Lessons from Google on the economics of SaaS operations
There’s something special about having a boss that proves he can still teach you a thing or two every day.
I spent a beautiful day this week in Monterey for the Tier 1 SaaS evolution summit. During a pannel on infrastructure solutions for SaaS, 3tera’s own Vlad Miloushev reduced the question to simple economics, and based on the number of people that picked up a pen to jot down notes, I wasn’t the only one who hadn’t done the following math.
Vlad noted that based on current estimates, Google operates between 500,000 and 1,000,000 servers.
If we divide the average of those esimates (750,000 for the math impaired) into their Q4 ’06 revenue, we find that Google generated $4274 per server last quarter. Annualized, that’s $17,095 per server each year.
Google is notoriously efficient in their operations. Plus, their application is stateless, while most SaaS applications are not. So, if you’re running a SaaS company you need to consider whether you can realistically generate more revenue per server than Google. For our example, though, let’s assume you do quite a bit better and generate $24,000 in revenue per server each year.
What does this mean for the operations budget? Google spends about 40% on COGs, but the majority of that is traffic acquisition. 10% is related to operations, but that’s unrealistic for most companies. To support R&D, sales and generate a reaonable return, Vlad estimated COGs, including support, needs to be kept below 30%. Allowing 5% for support, that means 25% of revenue can be spent on operations, or $6,000/server each year. That’s $500/server each month.

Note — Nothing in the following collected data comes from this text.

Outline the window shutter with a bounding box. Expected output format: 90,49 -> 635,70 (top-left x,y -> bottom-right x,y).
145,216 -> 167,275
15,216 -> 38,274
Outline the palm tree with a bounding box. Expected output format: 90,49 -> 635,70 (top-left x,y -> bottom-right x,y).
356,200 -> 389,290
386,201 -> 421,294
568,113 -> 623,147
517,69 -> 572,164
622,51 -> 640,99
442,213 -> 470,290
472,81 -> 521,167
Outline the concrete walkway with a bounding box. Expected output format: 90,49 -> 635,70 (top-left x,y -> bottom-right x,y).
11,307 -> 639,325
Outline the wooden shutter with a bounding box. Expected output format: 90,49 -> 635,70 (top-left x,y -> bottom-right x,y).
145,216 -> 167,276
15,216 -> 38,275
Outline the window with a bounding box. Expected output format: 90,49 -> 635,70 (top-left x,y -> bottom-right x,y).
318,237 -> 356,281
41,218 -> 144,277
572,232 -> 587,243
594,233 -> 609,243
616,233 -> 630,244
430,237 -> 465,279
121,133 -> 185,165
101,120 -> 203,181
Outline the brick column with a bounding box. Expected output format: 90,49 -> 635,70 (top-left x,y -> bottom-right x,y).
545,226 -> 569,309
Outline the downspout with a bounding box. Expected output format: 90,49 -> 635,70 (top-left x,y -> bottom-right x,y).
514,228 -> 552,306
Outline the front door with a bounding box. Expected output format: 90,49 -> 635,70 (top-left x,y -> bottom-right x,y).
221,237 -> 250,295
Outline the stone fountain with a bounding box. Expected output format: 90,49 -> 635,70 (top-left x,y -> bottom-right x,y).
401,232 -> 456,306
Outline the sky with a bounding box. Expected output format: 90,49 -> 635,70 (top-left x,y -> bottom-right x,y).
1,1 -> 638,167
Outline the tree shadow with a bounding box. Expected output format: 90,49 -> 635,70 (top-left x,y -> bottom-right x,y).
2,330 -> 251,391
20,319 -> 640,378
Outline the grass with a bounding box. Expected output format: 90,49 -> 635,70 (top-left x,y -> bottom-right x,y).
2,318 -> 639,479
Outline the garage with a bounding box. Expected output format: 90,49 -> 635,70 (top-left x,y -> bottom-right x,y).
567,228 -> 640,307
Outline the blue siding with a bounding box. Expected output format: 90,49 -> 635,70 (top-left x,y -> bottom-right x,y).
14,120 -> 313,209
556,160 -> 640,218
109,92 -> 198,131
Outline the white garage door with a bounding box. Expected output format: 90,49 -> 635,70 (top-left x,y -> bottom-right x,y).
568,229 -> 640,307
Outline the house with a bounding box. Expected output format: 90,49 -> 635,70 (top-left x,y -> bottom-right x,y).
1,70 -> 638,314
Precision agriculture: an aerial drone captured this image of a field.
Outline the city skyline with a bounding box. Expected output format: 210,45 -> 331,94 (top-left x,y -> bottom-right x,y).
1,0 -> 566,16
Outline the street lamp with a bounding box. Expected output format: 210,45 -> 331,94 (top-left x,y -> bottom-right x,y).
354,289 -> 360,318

I couldn’t find a managed service provider that’ll quote $500/server. Because of the labor involved, most start at more than twice that amount. However, doubling the operations budget for a typical SaaS company means raising more captial or starving R&D or sales and marketing, both of which will have long term consequences.
SaaS companies need a more efficient way of hosting their applications and that, of course, is what utility computing is all about.